Kendari, Britakita.net
Polda Sultra telah menerbitkan Surat Perintah Penghentian Penyidikan (SP3) kasus yang menyeret Ketua DPD Gerindra Sultra, Andi Ady Aksar. SP3 dikeluarkan atas hasil Restorasi Justice (RJ) yang dilakukan pihak Kepolisian antara pelapor dan terlapor yang menghasilkan kesepakatan perdamaian antara kedua belah pihak.
Hal tersebut diungkapkan Kepala Bidang Humas Polda Sultra melalui Paur Mitra Subbid Penmas Bid Humas Polda Sultra, Ipda Hasrun yang dikonfirmasi Selasa (3/2/2026). Membenarkan bahwa kasus tersebut telah SP3 sejak tahun 2024 lalu, atas hasil RJ.
“Info dari Penyidik Krimum, kasus ini sudah SP3 melalui hasil RJ. Kapan SP3 nya keluar itu bisa dikonfirmasi ke Terlapor atau pelapor karena surat tebusan SP3 masing-masing menerima,” katanya.

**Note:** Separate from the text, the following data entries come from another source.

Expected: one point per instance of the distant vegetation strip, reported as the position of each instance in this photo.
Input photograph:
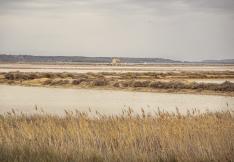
(82, 59)
(168, 81)
(127, 138)
(79, 59)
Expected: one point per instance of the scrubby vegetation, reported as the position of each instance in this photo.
(160, 81)
(127, 137)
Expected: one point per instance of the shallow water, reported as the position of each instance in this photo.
(105, 68)
(55, 100)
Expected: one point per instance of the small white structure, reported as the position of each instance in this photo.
(115, 61)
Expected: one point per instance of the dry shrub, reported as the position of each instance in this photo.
(128, 137)
(77, 81)
(140, 83)
(99, 82)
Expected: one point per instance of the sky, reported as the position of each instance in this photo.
(189, 30)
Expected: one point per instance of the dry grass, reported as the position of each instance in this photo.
(128, 137)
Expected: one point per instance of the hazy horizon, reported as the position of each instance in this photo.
(186, 30)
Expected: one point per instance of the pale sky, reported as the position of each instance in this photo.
(174, 29)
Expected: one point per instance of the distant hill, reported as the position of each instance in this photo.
(79, 59)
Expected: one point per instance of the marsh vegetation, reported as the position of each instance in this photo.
(127, 137)
(170, 81)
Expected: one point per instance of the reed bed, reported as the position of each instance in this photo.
(128, 137)
(136, 81)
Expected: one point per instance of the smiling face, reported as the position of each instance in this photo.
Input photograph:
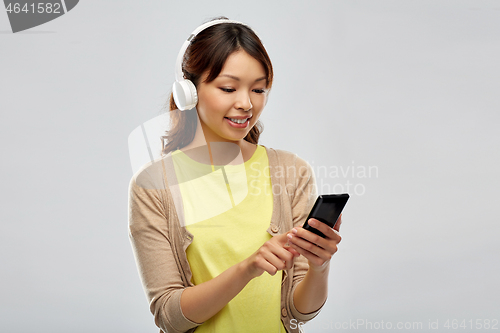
(238, 92)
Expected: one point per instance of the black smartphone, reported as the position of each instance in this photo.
(327, 209)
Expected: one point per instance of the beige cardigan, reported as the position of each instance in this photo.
(159, 242)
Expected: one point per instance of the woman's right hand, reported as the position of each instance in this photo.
(272, 256)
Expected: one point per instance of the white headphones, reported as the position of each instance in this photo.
(184, 91)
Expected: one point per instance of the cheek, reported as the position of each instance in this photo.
(212, 105)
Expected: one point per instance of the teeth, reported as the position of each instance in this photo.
(239, 121)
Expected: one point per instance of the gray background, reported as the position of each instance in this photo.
(410, 87)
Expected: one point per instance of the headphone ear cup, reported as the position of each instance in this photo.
(185, 95)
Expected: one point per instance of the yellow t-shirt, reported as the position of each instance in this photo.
(228, 210)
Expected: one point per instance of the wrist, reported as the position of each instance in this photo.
(245, 270)
(320, 270)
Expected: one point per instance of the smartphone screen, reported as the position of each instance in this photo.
(327, 209)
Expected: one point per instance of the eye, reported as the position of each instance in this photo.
(259, 91)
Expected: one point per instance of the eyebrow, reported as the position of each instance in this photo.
(238, 79)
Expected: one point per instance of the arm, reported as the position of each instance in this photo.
(203, 301)
(175, 307)
(154, 251)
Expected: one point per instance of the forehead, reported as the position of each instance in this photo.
(240, 63)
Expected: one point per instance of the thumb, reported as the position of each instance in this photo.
(338, 223)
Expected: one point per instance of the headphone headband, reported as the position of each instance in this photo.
(178, 65)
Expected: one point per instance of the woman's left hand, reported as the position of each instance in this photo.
(316, 249)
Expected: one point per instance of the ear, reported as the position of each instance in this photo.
(267, 96)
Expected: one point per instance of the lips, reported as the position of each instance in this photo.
(237, 125)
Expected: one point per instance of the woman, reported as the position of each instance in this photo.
(212, 264)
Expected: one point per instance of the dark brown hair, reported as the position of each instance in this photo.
(209, 51)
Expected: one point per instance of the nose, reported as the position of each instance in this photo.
(243, 101)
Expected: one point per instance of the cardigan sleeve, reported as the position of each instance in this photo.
(304, 196)
(153, 251)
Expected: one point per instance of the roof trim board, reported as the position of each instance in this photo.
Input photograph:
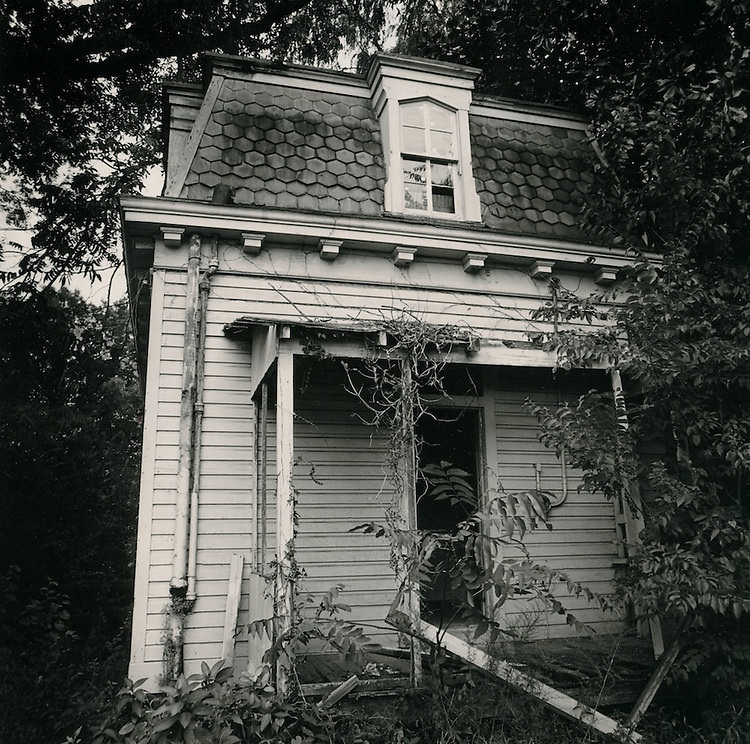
(182, 167)
(497, 110)
(430, 238)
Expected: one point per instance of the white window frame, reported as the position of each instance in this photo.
(396, 81)
(426, 157)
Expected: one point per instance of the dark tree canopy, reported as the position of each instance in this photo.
(79, 100)
(70, 451)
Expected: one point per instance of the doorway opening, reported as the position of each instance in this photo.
(450, 441)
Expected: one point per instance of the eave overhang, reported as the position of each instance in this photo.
(431, 238)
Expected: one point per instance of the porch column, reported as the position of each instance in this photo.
(409, 514)
(630, 522)
(286, 565)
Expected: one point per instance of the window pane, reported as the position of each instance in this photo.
(414, 140)
(441, 118)
(415, 196)
(415, 171)
(412, 114)
(442, 200)
(442, 175)
(441, 144)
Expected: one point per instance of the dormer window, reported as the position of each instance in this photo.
(423, 108)
(428, 156)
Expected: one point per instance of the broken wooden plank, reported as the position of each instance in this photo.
(558, 701)
(233, 607)
(261, 608)
(652, 686)
(340, 692)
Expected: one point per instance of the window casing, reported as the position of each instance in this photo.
(429, 158)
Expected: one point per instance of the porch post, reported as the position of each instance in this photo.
(409, 513)
(631, 522)
(286, 566)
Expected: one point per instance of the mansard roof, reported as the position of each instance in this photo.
(301, 138)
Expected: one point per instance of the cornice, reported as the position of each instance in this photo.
(147, 215)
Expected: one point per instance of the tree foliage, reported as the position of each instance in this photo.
(69, 454)
(79, 101)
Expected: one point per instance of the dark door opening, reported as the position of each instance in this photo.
(448, 435)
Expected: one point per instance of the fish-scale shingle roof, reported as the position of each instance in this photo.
(279, 146)
(530, 178)
(317, 150)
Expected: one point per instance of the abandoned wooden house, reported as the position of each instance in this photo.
(307, 216)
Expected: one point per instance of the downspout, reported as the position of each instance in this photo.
(178, 582)
(203, 291)
(554, 284)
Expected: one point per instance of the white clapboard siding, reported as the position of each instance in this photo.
(582, 541)
(340, 470)
(226, 480)
(336, 492)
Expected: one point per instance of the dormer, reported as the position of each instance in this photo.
(423, 108)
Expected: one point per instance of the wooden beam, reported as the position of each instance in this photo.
(340, 692)
(234, 588)
(264, 347)
(629, 515)
(654, 683)
(261, 608)
(284, 598)
(263, 512)
(552, 698)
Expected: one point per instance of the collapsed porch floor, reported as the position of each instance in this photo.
(601, 671)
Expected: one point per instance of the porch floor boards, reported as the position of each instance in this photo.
(601, 671)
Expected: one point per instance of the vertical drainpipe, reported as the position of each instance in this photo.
(203, 291)
(178, 582)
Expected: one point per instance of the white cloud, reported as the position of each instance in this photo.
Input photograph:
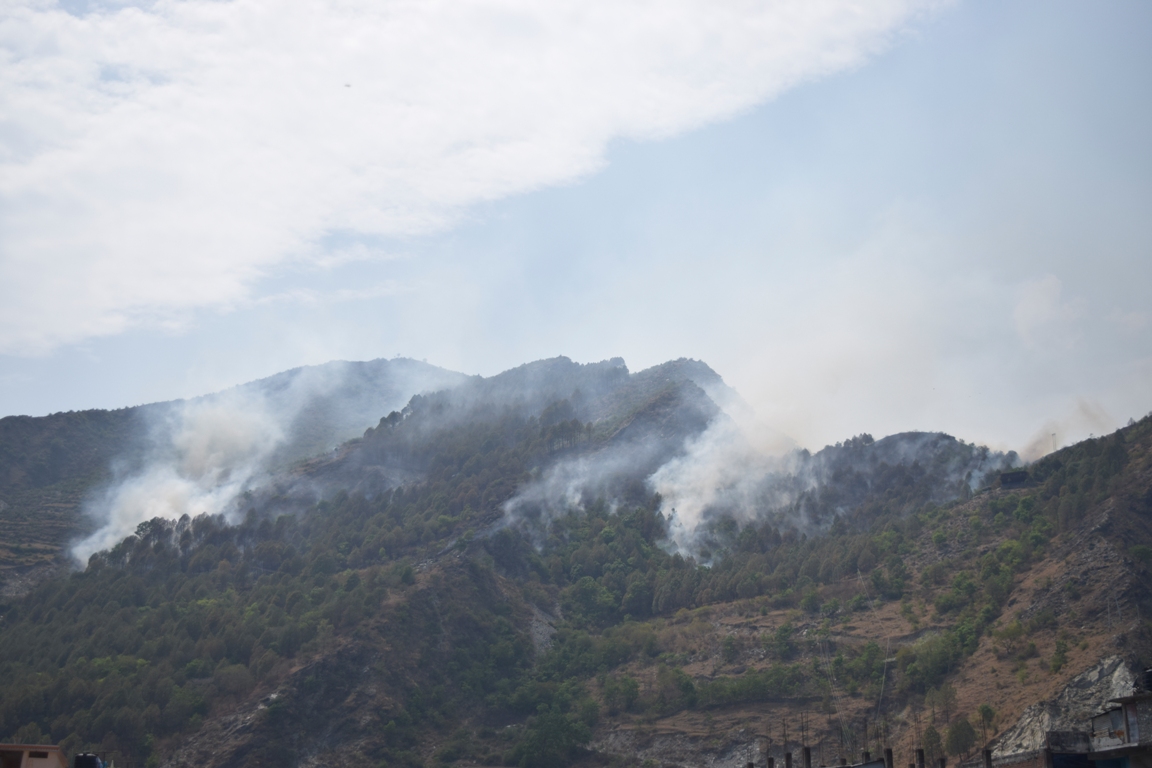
(158, 159)
(1041, 313)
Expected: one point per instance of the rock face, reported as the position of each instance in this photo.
(1085, 696)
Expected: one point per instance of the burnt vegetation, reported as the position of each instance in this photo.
(404, 623)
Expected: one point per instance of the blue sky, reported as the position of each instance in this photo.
(904, 217)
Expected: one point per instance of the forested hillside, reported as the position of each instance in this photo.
(426, 595)
(50, 465)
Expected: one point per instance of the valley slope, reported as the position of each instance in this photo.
(486, 576)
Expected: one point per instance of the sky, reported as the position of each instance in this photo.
(868, 217)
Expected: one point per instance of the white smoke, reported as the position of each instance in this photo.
(209, 453)
(203, 454)
(719, 468)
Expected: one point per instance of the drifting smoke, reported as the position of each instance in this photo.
(718, 469)
(1086, 418)
(209, 453)
(722, 471)
(202, 455)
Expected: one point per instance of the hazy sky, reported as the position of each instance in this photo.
(876, 215)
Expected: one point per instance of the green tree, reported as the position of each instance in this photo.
(932, 746)
(961, 737)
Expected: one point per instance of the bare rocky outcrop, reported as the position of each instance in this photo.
(1085, 696)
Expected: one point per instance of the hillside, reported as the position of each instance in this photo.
(486, 576)
(51, 465)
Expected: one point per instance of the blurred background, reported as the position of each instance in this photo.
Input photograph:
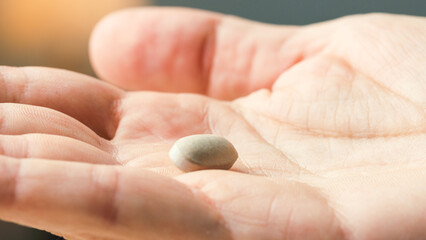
(55, 33)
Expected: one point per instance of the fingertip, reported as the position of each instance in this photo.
(151, 48)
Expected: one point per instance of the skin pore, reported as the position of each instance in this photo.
(328, 120)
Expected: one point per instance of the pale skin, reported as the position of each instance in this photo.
(328, 119)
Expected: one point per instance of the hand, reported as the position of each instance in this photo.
(331, 137)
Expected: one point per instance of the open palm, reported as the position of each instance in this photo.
(328, 120)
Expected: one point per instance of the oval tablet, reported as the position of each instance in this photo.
(203, 151)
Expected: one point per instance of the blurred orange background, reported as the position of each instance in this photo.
(52, 33)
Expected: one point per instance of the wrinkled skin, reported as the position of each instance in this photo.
(328, 119)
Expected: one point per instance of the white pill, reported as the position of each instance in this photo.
(203, 151)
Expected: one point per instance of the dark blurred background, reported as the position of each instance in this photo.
(55, 33)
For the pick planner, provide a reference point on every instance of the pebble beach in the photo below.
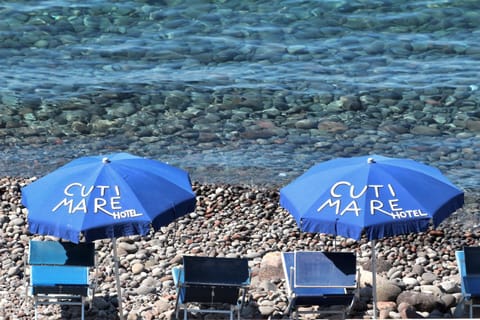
(245, 96)
(417, 273)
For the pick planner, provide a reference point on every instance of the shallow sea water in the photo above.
(240, 91)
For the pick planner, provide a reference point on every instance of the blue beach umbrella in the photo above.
(107, 197)
(373, 195)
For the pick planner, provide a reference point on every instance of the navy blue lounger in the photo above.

Dengan keluarnya pernyataan Polda Sultra yang telah menerbitkan SP3 kasus yang menyeret nama Andi Ady Aksar, secara otomatis kasus dugaan penggelapan yang dituduhkan telah gugur secara hukum. Dan juga memastikan bahwa kasus yang menyeret nama Triple A bukanlah kasus Extraordinary Crime melainkan hanyalah Ordinary Crime.
Untuk diketahui nama Andi Ady Aksar santer diberitakan karena kasus tersebut bahkan beberapa pihak menjudge seakan Triple A melakukan tindakan Extraordinary Crime dan tidak bisa dimaafkan. Yang nyatanya laporan tersebut hanyalah antar person saja.